According to ICAO, the added technology will mean travellers can more speedily go through airport controls. It will also increase aviation security as well as enable authorities to detect those travelling under stolen passports. In addition, the blueprint will assist its 188 Member States to implement a worldwide, standardized system of identity confirmation.
“I encourage all Member States to cooperate fully in the implementation of this global identification framework that can significantly enhance public confidence in air travel security, encourage people to fly in greater numbers, and expedite the flow of passengers through airports,” said the President of the ICAO Council, Assad Kotaite.
ICAO said countries would have the option of using one or two secondary biometrics to supplement facial recognition for personal identification. In a comprehensive analysis of various available biometrics, the face rated highest in terms of compatibility with key operational considerations, followed by fingers and eyes.

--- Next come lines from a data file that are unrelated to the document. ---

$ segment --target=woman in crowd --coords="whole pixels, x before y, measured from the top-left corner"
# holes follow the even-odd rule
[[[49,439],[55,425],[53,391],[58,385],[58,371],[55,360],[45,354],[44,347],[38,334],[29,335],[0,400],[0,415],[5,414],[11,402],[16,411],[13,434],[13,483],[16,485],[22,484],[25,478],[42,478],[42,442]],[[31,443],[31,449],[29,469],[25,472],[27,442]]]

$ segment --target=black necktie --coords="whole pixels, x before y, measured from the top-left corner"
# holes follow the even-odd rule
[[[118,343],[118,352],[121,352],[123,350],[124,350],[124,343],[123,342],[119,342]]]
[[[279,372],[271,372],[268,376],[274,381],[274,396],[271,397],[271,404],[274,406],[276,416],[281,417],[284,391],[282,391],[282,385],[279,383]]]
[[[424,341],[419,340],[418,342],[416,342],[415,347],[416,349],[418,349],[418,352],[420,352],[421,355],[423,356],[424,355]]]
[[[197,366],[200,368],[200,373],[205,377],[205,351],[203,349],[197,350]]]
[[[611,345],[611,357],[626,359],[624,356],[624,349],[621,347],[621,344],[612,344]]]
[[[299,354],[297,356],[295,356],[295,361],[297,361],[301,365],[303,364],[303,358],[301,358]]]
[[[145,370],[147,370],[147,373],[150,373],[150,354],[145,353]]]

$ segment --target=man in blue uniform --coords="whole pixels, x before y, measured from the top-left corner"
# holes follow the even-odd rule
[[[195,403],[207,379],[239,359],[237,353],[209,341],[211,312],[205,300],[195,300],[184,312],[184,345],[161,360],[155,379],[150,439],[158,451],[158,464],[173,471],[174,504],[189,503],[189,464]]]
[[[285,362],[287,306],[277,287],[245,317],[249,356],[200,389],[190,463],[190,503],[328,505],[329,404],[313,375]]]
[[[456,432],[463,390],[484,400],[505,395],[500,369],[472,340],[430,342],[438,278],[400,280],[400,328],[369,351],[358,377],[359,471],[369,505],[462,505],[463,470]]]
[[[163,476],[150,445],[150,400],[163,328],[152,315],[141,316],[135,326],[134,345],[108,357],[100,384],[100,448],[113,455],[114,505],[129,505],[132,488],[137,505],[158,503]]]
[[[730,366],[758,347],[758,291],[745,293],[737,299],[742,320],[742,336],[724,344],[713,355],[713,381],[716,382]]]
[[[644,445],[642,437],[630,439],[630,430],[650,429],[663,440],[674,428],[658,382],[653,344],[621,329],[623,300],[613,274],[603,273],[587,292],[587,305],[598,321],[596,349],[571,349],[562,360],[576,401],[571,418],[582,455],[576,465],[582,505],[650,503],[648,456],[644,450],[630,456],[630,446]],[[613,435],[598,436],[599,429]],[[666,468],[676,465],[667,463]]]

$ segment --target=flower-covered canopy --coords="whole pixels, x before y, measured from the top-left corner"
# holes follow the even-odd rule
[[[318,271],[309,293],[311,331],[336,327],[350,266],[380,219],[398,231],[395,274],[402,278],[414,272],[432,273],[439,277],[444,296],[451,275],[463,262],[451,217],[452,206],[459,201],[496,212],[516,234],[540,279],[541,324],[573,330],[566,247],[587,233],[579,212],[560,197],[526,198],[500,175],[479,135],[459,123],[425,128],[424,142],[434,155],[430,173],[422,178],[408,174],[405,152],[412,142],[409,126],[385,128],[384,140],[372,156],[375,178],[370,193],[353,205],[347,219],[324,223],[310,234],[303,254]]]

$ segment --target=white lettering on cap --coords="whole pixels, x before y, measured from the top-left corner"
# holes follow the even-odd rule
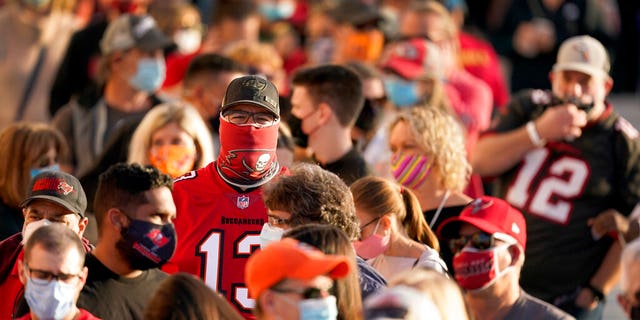
[[[511,232],[515,234],[520,234],[520,228],[515,222],[511,224]]]
[[[155,26],[156,22],[151,17],[144,17],[133,27],[133,34],[137,39],[140,39],[145,33],[153,29]]]

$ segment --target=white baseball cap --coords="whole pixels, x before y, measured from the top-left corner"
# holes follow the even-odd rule
[[[571,37],[560,45],[553,71],[579,71],[591,76],[609,76],[611,63],[604,46],[590,36]]]

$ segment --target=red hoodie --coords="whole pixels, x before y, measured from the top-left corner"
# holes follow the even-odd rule
[[[84,250],[90,252],[92,249],[89,240],[82,238]],[[17,311],[18,302],[24,293],[24,286],[18,276],[18,261],[22,261],[24,250],[22,245],[22,233],[18,232],[11,237],[0,242],[0,292],[3,299],[0,299],[0,319],[15,319],[20,315],[14,314]]]

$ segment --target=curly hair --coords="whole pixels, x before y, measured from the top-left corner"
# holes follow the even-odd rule
[[[98,227],[111,208],[135,208],[147,203],[144,193],[167,187],[173,190],[171,176],[152,166],[116,163],[100,175],[93,202]]]
[[[280,176],[265,186],[267,208],[290,213],[291,227],[312,222],[330,224],[351,240],[358,239],[353,196],[342,179],[309,163],[297,163],[290,171],[290,175]]]
[[[406,123],[420,148],[433,158],[433,170],[446,190],[462,191],[471,175],[471,165],[462,125],[454,116],[434,107],[415,107],[396,117],[389,132],[400,122]]]

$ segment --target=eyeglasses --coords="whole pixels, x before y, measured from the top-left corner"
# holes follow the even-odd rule
[[[227,121],[237,125],[247,124],[249,119],[253,119],[253,123],[261,127],[271,126],[278,120],[275,115],[269,112],[248,112],[243,110],[228,110],[222,116]]]
[[[37,280],[37,281],[46,282],[46,283],[49,283],[51,282],[51,280],[55,279],[56,281],[62,281],[64,283],[71,284],[76,278],[81,277],[79,274],[67,274],[67,273],[54,274],[49,271],[31,269],[26,264],[25,264],[25,268],[29,272],[29,277],[32,280]]]
[[[284,219],[274,215],[267,215],[267,220],[272,226],[288,226],[291,223],[291,219]]]
[[[362,232],[362,230],[364,230],[364,228],[366,228],[368,225],[370,225],[370,224],[372,224],[372,223],[374,223],[374,222],[376,222],[376,221],[380,220],[380,218],[381,218],[381,217],[373,218],[373,219],[371,219],[371,221],[369,221],[369,222],[367,222],[367,223],[365,223],[365,224],[361,225],[361,226],[360,226],[360,232]]]
[[[328,293],[330,291],[330,289],[329,290],[324,290],[324,289],[320,289],[320,288],[316,288],[316,287],[309,287],[309,288],[305,288],[305,289],[273,287],[273,288],[271,288],[271,291],[275,291],[275,292],[278,292],[278,293],[295,293],[297,295],[300,295],[302,297],[302,299],[308,300],[308,299],[322,298],[324,296],[323,293]]]
[[[484,232],[475,232],[468,236],[449,240],[449,248],[451,248],[451,252],[458,253],[467,245],[467,243],[471,243],[471,246],[476,249],[486,250],[493,247],[495,237]]]
[[[408,313],[404,307],[383,306],[365,310],[365,319],[405,319]]]

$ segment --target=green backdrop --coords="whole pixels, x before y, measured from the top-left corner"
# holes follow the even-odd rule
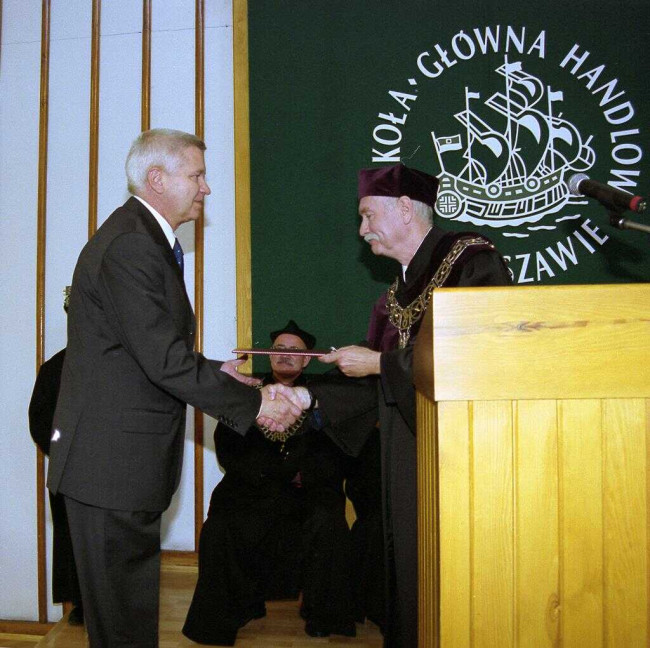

Border control authorities and airline staff at airports have long used the face to confirm identity with a document photo. Facial recognition technology automates this process, using a camera to capture the image of the face, while a computer validates facial characteristics.
ICAO has led the development of biometric-enhanced MRTDs since 1997, in close collaboration with the air transport industry and the International Organization for Standardization (ISO).